Prudence Gill, former curator of the Hopkins Hall Galleries at The Ohio State University and brilliant artist in her own right, just concluded a show at the Biscayne Nature Center on Key Biscayne, Florida.
Larger-than-life scale ceramic interpretations of familiar found objects among the Keys and coastal waterways demand attention and new consideration as fossil remnants.
Of course, with climate change threatening the already-stressed ecosystems of the Florida Keys, these elements seem to auger a natural history retrospective of a long-gone epoch, reminders that such rapid change makes each present moment recede so much faster. Certainly, the harried pace of the (post)modern world that threatens these places no doubt also make Gill's childhood memories of the area seem so much older than they could be.
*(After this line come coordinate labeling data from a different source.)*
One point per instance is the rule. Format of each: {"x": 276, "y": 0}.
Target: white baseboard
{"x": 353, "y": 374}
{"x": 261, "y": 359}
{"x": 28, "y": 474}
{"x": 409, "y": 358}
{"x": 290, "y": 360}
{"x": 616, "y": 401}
Objects in mirror are closer than they appear.
Every texture and feature is magnified in Gill's treatment of mundane beach items: an urchin, a piece of coral, small shells. Such amplification of scale is only possible by a dearth of information drawn from close observation by younger eyes and small, nimble fingers.
Conversely, native wood re-emerges carved into a boat form, bearing a miniaturized cypress swamp.
Gill's deeply personal study and treatment of the familiar objects of the Florida Keys becomes a spiritual recollection in "Ghosting Nature."
These aren't any beaches or an archetypal swamp nor is her work cold cartography; Gill renders impressions of her childhood habitat from a soul connection with particular places. Small gestures reveal a scale of intimate connection with an expansive location. It is easy to see the artist as an innocent and exploring child in these installations as these impressions are rendered with the joy of first experience. We get to see the beauty of life by the water without the cynicism or prejudice of our own experiences, but as a child.